PHP language backdoor | Kaspersky official blog

Unknown attackers recently attempted to carry out a large-scale supply-chain attack by introducing malicious code to the official PHP GIT repository. If the developers hadn’t noticed the backdoor in time, it could have ended up on many Web servers and led to the largest supply-chain attack in history.

What happened with PHP

The programmers who develop the PHP language make changes to the code using a common repository built on the GIT version control system. After they implement their additions, the code goes through another review. During a routine check, a developer noticed a suspicious addition that was marked in the comments as a typo correction and added in the name of Nikita Popov, an active PHP developer. Closer examination revealed that it was a backdoor. Popov had authored no such change.

More verification showed that another, similar addition had been uploaded to the repository, this time attributed to Rasmus Lerdorf. Vigilant programmers noticed within hours, so the upcoming PHP 8.1 update (with an anticipated release by the end of the year) will not include the backdoor.

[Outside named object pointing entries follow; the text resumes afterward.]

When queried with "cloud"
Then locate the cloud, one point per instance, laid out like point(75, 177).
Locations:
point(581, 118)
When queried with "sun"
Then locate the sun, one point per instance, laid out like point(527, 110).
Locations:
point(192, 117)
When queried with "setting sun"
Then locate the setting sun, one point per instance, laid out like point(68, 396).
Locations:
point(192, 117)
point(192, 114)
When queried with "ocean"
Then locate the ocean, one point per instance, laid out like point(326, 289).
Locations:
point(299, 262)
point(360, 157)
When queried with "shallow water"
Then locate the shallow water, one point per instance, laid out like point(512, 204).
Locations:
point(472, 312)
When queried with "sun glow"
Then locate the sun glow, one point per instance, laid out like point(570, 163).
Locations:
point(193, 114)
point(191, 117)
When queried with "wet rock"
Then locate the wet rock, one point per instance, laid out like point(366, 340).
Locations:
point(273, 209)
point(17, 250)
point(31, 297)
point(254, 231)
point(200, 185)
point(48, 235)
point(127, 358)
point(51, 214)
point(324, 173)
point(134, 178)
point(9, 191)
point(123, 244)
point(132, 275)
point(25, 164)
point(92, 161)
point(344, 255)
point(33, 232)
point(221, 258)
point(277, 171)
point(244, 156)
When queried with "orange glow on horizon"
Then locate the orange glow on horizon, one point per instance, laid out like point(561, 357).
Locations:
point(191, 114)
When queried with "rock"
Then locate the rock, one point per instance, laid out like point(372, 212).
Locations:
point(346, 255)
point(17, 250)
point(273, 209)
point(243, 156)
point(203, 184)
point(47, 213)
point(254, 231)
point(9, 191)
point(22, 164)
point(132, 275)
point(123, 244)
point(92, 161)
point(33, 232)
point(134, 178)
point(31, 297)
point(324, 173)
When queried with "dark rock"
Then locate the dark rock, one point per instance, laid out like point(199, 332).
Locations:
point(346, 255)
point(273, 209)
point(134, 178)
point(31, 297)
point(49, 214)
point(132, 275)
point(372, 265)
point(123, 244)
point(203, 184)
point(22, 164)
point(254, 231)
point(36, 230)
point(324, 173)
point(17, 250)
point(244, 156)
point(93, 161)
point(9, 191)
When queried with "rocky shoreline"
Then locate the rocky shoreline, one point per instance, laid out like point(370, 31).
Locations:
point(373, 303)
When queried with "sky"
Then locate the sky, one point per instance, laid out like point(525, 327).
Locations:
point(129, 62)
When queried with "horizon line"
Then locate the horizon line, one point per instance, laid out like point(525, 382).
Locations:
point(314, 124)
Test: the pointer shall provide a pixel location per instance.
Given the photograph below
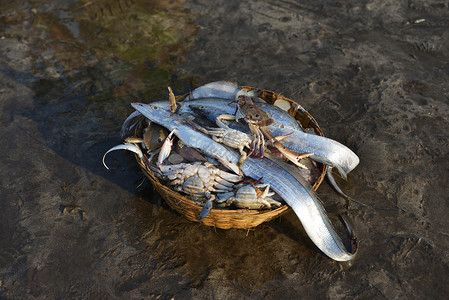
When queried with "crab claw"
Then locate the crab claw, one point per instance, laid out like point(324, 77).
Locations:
point(131, 147)
point(172, 100)
point(207, 207)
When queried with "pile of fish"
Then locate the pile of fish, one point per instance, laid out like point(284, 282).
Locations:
point(226, 148)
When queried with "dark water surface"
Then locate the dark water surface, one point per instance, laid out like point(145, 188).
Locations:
point(373, 73)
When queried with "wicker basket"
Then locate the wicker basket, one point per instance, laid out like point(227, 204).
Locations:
point(235, 218)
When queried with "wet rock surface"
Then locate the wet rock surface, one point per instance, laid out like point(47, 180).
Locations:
point(373, 73)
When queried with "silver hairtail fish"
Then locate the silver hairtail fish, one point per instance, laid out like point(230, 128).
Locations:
point(300, 196)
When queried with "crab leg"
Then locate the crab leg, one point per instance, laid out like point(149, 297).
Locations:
point(131, 147)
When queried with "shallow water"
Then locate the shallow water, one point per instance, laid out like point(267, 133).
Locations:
point(373, 74)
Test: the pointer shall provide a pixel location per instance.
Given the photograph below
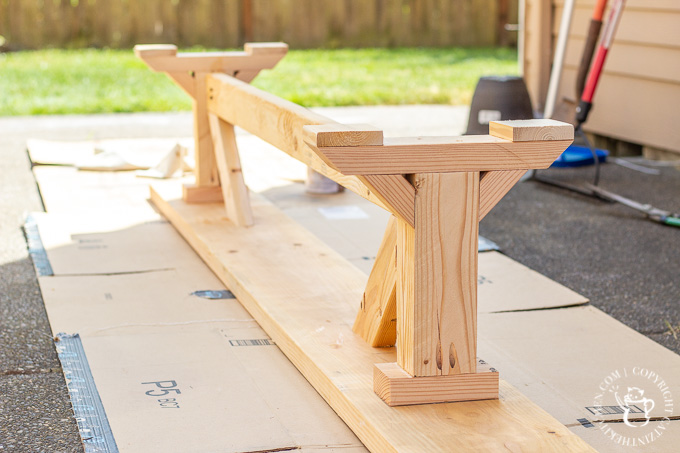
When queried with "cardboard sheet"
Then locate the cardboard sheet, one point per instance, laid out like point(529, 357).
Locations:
point(573, 362)
point(142, 152)
point(218, 387)
point(105, 244)
point(116, 304)
point(66, 190)
point(238, 392)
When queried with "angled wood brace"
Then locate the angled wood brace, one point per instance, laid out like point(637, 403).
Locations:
point(421, 294)
point(189, 71)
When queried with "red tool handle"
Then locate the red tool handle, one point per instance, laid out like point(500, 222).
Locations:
point(596, 70)
point(590, 45)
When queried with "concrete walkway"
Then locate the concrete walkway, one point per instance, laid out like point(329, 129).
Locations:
point(627, 266)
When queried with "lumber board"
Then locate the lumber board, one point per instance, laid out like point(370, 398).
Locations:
point(205, 194)
point(394, 191)
point(410, 155)
point(279, 123)
point(343, 135)
point(304, 295)
point(531, 130)
point(234, 190)
point(162, 57)
point(493, 186)
point(376, 320)
point(205, 167)
point(437, 303)
point(398, 388)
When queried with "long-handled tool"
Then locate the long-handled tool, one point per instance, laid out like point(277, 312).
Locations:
point(655, 214)
point(590, 45)
point(582, 111)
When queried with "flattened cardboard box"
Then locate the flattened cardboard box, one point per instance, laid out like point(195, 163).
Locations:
point(105, 244)
point(580, 364)
point(239, 393)
point(236, 392)
point(503, 284)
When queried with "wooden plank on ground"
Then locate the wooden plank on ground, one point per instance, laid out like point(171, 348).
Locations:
point(305, 296)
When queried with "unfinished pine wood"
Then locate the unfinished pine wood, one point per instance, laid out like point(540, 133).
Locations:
point(304, 295)
point(166, 59)
point(234, 190)
point(397, 388)
point(437, 310)
point(394, 191)
point(189, 70)
point(493, 186)
point(343, 135)
point(205, 167)
point(206, 194)
point(185, 81)
point(410, 155)
point(375, 317)
point(531, 130)
point(376, 321)
point(278, 122)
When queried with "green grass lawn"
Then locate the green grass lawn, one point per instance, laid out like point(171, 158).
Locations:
point(100, 81)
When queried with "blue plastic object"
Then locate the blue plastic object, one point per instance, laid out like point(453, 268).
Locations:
point(578, 156)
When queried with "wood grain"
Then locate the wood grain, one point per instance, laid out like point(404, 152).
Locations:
point(376, 321)
point(192, 193)
point(280, 123)
point(234, 190)
point(205, 167)
point(397, 388)
point(343, 135)
point(304, 295)
point(394, 191)
point(493, 186)
point(531, 130)
point(256, 56)
point(437, 314)
point(443, 154)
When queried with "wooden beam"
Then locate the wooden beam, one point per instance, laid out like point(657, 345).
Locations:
point(206, 194)
point(398, 388)
point(376, 321)
point(343, 135)
point(437, 277)
point(234, 190)
point(443, 154)
point(396, 193)
point(165, 58)
point(189, 71)
point(304, 296)
point(205, 167)
point(531, 130)
point(493, 186)
point(278, 122)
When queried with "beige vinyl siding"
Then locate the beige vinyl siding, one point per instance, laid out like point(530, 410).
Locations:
point(638, 97)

Why the code change was dangerous

A backdoor in the repository could allow attackers to remotely run malicious code on a Web server using the compromised version of PHP. Despite some loss of popularity, PHP remains the most widely used scripting language for Web content, in use by about 80% of Web servers. Although not all administrators update their tools promptly, a fair number keep their servers up to date to comply with internal or external security regulations. If the backdoor had made it into the new version of PHP, it would most likely have spread across the Web servers of many companies.

How the attackers introduced the backdoor

Experts are certain the attack was the result of a vulnerability in the internal Git server, not an issue of compromised developer accounts. In fact, the risk of someone attributing a change to another user has been known for a long time, and after this incident, the PHP support team stopped using the git.php.net server and moved to the GitHub service repository (which was previously just a mirror).

How to stay safe

Development environments are attractive targets for cybercriminals. Once they’ve compromised the code of a software product that customers trust, they can reach multiple targets at once through a supply-chain attack. Millions of users around the world use the most popular projects, so protecting them from outside machinations is especially important.

  • Regularly double-check every code change, even ones supposedly made by eminent and trustworthy programmers;
  • Monitor the security of servers and services used for development;
  • Use specialized online platforms to train employees to detect modern cyberthreats.